Eine in die Neuzeit katapultierte Version des Märchens ›Hänsel und Gretel‹ hatte der Heimatdichter Gregor Fuseler zu Papier gebracht. Nun fehlte ihm nur noch ein schlagkräftiger Titel, einer, der das Publikum quasi in den Abgrund riss, oder, wie Bürgermeister Christian Woltersleben geistreich von sich gab: »Die Schlagzeile wird eine Spalte ins Bewusstsein der Leser keilen, darin das Staunen wird ausufern.« Gut gesagt, aber als Titel unbrauchbar.
»Worum geht es eigentlich bei deinem Neuzeitmärchen?«, frug Apotheker Tittelbaum den Heimatdichter am Rande eines Chorkonzertes im Gemeindesaal. Kantor Ephraim Nettelbeck, ganz in seinem Element, hob gerade den Dirigierstab und fuchtelte damit so expressiv herum, dass ihm der Stab entglitt und in das Publikum sauste, genau auf den Üppigbusen der Frau Elsbeth Scheidenhauer. Die Umgebenden lachten unterdrückt schadenfreudig, denn die Frau Scheidenhauer war als sittsam und moralisch unnachgiebig bekannt. Bademeister Schlotterbeck prustete sogar enthemmt los, was ihm einen Knuff seiner Ehefrau einbrachte, und auch die anwesende Putzfrau Hermine Fangmann, die sich eine guten Ruf als sexuell aufgeschlossen und gemeinsinnig erarbeitet hatte, konnte sich ein Gickeln nicht verkneifen.
»Ich habe mir erlaubt«, antwortete Fuseler auf die Frage des Apothekers, »das Märchen ›Hänsel und Gretel‹ auf eine höhere Bewusstseinsstufe zu heben und das Ressourcenproblem sowie die Klimakatastrophe des 21. Jahrunderts in die Handlung einzuflechten.«
Studiendirektor Flemming vom Klopstock-Gymnasium gesellte sich zu den beiden. »Kommt in ihrer neuen Version etwa auch eine Hexe vor? Dann hätten wir die Feministen auf dem Buckel.«
»I wo«, schwadronierte Fuslerer beglückt bei soviel Aufmerksamkeit aus den Reihen der Intelligenzija, »als Knusperhäuschen habe ich die Altstadtkirche umfunktioniert, und die Hexe wird von einem korrupten, notgeilen und zutiefst konsumgierigen Pastor ersetzt.«
»Kommt mir bekannt vor«, mischte sich Bürgermeister Woltersleben ein, »als Titel könnte ich mir daher vorstellen: Die Jungfrau und der Kirchenbock.«
»Oder«, fiel Tittelbaum ein, »Der fesche Gardeoffizier und seine ruhmreiche Vergangenheit.«
»Häh?«, machten die anderen. Der Tittelbaum hatte wohl zu viele seiner selbstgedrehten Muntermacherpillen geschluckt.
»Und wie ist das«, mischte nun auch Pastor Eckerle mit. Er war hinzugetreten, nachdem das Chorkonzert wegen des unangemessenen Sexualangriffs auf die sittsame Frau Scheidenhauer abgebrochen worden war und die Leute sich in die nahe Gaststätte Goldener Frosch verkrümelten.

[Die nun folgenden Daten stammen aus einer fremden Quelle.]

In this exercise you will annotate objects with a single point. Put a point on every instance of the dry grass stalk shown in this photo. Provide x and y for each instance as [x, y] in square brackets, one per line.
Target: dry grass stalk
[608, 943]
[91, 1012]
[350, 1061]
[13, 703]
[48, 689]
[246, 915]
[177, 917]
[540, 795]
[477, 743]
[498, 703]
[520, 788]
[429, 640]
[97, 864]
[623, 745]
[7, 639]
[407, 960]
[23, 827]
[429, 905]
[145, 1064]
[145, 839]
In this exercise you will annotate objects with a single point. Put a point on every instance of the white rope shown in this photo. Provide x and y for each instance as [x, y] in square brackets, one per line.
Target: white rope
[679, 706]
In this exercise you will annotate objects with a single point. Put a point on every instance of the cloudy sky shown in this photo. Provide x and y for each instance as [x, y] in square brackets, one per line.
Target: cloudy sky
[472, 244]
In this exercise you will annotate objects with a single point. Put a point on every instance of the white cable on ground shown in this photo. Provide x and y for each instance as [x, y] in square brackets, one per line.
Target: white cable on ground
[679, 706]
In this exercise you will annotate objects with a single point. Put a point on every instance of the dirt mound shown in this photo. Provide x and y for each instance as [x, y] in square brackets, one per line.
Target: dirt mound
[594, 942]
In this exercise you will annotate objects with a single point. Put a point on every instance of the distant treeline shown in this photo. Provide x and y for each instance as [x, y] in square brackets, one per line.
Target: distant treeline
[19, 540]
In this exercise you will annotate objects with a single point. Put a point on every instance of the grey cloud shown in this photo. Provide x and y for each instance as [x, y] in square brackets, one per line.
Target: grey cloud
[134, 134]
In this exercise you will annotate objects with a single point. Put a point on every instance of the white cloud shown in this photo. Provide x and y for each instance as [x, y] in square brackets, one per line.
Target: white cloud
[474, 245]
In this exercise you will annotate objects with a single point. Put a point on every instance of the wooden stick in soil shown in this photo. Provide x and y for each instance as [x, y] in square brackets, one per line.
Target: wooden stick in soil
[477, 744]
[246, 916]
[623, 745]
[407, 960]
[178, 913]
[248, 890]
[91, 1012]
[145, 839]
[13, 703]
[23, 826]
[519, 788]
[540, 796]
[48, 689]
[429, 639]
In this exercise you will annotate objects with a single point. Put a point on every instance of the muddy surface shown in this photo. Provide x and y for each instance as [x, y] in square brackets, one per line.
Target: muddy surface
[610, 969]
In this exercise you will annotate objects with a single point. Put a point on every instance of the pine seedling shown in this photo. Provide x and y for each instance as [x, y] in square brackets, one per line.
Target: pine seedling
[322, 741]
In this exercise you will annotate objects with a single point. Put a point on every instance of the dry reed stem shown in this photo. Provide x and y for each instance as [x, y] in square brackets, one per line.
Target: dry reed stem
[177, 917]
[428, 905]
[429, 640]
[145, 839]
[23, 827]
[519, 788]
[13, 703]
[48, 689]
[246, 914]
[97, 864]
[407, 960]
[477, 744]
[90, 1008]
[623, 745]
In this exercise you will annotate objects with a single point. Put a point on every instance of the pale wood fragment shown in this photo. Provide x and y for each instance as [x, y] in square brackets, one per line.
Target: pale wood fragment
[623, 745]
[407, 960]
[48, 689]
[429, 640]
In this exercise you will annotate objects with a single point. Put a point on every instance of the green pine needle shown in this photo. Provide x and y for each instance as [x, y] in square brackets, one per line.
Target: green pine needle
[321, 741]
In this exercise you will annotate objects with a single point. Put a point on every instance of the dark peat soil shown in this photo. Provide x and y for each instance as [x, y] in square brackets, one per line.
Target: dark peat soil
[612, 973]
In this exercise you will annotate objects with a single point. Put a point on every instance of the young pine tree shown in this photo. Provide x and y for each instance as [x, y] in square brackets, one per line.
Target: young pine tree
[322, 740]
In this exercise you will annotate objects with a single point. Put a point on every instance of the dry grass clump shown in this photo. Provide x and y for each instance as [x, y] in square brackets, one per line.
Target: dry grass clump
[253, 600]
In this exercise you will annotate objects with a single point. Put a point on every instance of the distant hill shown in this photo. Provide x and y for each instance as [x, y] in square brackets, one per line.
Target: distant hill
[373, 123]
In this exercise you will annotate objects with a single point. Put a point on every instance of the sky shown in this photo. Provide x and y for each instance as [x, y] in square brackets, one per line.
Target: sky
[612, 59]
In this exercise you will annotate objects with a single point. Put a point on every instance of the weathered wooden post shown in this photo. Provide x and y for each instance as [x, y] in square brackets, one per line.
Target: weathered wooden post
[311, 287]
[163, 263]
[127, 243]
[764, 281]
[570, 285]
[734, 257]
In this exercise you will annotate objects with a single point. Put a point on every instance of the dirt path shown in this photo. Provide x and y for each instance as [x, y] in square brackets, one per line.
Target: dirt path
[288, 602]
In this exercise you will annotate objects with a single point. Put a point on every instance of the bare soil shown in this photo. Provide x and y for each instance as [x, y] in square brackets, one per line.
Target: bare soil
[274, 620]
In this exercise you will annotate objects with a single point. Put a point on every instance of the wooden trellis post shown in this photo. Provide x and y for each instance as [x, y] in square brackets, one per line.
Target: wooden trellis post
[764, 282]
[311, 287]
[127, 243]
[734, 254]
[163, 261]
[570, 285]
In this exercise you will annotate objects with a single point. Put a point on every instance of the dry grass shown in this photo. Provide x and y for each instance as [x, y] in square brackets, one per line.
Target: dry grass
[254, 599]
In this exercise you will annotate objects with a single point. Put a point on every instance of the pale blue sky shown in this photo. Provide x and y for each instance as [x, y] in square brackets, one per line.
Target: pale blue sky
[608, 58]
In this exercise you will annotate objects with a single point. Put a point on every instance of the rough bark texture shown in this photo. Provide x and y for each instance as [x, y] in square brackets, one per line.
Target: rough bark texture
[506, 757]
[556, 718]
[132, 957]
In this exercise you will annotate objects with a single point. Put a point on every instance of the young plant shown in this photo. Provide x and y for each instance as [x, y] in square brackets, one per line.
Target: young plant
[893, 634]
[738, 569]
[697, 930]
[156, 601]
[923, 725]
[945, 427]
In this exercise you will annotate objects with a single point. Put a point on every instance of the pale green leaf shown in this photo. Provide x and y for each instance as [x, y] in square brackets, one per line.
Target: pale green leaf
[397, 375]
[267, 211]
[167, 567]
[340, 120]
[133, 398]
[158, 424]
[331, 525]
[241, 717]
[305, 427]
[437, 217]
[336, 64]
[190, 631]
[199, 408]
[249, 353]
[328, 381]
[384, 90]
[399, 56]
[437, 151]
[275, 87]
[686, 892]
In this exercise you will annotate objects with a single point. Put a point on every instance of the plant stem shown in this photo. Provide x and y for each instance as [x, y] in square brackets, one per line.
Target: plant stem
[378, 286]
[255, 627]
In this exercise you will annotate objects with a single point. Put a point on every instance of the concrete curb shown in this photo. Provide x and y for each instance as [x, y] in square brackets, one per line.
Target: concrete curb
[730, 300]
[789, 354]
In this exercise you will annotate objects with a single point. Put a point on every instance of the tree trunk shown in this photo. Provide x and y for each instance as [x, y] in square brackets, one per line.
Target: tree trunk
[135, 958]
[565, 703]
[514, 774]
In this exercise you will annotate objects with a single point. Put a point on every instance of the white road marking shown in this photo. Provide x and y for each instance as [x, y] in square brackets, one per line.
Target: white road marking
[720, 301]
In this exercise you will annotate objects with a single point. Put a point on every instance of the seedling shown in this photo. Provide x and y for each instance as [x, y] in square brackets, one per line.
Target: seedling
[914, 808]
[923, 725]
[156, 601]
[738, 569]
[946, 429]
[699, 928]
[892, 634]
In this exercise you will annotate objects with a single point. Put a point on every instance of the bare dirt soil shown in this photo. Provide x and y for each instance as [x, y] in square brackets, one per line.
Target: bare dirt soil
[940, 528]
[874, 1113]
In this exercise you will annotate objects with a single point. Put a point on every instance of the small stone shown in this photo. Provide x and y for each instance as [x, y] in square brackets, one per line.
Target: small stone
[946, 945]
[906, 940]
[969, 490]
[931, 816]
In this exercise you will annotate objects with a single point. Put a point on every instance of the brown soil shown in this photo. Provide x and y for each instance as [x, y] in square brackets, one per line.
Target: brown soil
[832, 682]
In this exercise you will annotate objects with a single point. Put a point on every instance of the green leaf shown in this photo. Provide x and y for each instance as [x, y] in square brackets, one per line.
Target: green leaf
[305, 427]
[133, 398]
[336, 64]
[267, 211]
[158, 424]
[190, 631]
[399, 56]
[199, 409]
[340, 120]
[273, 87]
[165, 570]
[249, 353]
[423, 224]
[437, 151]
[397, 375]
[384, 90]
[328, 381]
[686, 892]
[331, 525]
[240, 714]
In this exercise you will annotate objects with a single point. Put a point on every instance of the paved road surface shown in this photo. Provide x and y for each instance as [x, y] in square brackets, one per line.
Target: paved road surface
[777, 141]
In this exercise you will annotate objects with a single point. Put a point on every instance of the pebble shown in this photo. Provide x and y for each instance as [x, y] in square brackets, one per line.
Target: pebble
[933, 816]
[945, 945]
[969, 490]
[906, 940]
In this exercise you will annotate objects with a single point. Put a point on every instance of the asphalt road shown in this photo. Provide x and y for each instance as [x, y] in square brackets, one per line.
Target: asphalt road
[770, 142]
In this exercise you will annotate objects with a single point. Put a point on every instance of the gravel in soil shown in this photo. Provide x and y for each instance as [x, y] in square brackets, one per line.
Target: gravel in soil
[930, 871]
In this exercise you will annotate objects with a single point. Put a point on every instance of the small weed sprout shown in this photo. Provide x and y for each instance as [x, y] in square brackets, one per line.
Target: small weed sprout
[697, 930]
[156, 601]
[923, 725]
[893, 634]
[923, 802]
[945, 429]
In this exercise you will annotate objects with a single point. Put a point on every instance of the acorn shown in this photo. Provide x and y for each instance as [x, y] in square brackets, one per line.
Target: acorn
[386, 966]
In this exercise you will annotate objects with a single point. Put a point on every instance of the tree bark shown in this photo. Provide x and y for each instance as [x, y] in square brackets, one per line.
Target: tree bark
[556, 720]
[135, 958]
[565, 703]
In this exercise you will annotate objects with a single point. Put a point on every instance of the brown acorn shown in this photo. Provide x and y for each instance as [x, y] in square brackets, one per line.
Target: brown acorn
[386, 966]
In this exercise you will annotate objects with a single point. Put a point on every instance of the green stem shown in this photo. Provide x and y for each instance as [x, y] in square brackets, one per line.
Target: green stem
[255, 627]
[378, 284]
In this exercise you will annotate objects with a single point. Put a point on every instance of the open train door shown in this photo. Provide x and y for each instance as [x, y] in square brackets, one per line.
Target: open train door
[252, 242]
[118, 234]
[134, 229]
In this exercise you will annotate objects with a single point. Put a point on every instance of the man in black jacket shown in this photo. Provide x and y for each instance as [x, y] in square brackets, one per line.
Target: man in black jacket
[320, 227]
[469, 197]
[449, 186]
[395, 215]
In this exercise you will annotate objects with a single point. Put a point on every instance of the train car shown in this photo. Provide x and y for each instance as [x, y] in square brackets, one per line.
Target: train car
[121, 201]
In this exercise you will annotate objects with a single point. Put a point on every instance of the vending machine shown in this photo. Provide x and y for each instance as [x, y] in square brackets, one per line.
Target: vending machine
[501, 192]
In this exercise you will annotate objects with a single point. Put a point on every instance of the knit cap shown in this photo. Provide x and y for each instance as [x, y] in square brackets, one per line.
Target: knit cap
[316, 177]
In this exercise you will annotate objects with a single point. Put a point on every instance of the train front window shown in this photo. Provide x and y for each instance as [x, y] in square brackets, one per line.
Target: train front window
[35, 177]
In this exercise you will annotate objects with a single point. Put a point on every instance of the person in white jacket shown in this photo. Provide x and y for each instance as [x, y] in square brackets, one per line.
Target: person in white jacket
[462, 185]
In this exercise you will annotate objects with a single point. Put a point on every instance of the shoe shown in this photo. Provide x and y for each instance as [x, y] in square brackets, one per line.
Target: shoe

»Wie ist was?« hakte Fuseler nach.
»Was macht denn dieser weltzuwandte Pastor in deinem modernen Märchen: Sperrt er verirrte Touristen in seine Foltersakristei und stopft sie mit Gänseleber, Mettwurst und Steroiden, bis sie platzen?«
Fuseler lehnte sich zurück. Selten stand er im Mittelpunkt wie jetzt, wo ihm die Honoratioren der Stadt die Zunge aus dem Hals herausdrehten, um der Weisheit Kern zu entlocken, wie Bürgermeister Woltersleben dichterisch zu Protokoll geben würde. Fuseler räusperte sich. »Eure Einwände und Zuwiderhandlungen haben mir endlich die Erleuchtung eines schlagkräftigen Titels zugespielt. Mein Märchen wird heißen: Blutbad im Atomkraftwerk. Den Text werde ich neu aufsetzen wie eine Zwiebelsuppe mit ordentlich Knoblauch.«
Die anderen nickten und trampelten zustimmend mit den Füßen.
»Mit unserem Fuseler ist kein Spatz auf dem Kirchturm sicher«, klopfte Bürgermeister Woltersleben dem Heimatdichter die Ohren voll. »oder, um dem Volksmund die Andacht zu erweisen: Wer den Fuseler hat, ist des Himmelreichs Königtum.«
Nächstes Mal erzähle ich eine ganz andere Geschichte.